Contributed by Gigimo
Description: Little Ones for Missouri. Thirty-Five Orphan Babes Imported From New York.Date: June 13 1895
Newspaper published in: Kansas City, MO
Thirty-five motherless little tots, none of them older than 5 years, turned the Union depot into a nursery for two hours this morning. They were orphans from the Foundling and Orphan asylum of New York city and were on their way to Carthage, Mo., where homes have been found for them.
When the little army of foundlings left New York city last Tuesday, in care of Agent Robert CURRAN and Matron W. C. STEWART, it was sixty-one strong--twenty nine girls and thirty-two boys. At Pilot Grove and Chillicothe, Mo., twenty-six of the children were turned over to charitably disposed people, who had agreed to care for them. The remainder were brought to this city over the Burlington railway and at 10:50 o'clock this morning left for their news homes in the southwest on a Missouri Pacific train.
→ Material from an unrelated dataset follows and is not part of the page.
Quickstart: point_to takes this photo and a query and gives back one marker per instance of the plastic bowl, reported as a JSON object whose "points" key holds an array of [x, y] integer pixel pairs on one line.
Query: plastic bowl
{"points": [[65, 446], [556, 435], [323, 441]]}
The advent of the little strangers created a mild ripple of excitement in the Union depot and aroused the interest of every official and traveler. The children occupied four long benches and were soon surrounded by a large crowd of spectators. Fourteen of the waifs were girls and their average age was only 3 years. They were neatly attired and were an unusually pretty lot of children. They prattled and cooed in their childish way and were as happy as so many birds.
Although the children had been traveling since Tuesday, none of them was sick or peevish, but appeared to be so happy that everyone forgot in looking at them that they had been bereft of a mother's love and care. The attendants are kind but firm with the children and insist on implicit obedience. Condensed milk and fruit and other food are carried along in a large basket and the children are given their meals on the cars. They all looked strong and healthy.
The New York Foundling and Orphan asylum is conducted by the Sisters of Charity and annually finds homes for about 400 children who are either orphans or foundlings. The homes for the children are always obtained in advance and as close together as possible. This last time Missouri was selected and homes for sixty-one children found. The highest recommendations are required from the people taking the children and an annual report is required as to the condition of each child. The children have full names and accurate records are kept so that any child can be traced and found when wanted. Most of them are placed on farms and are afforded an excellent chance to develop into respectable and useful men and women.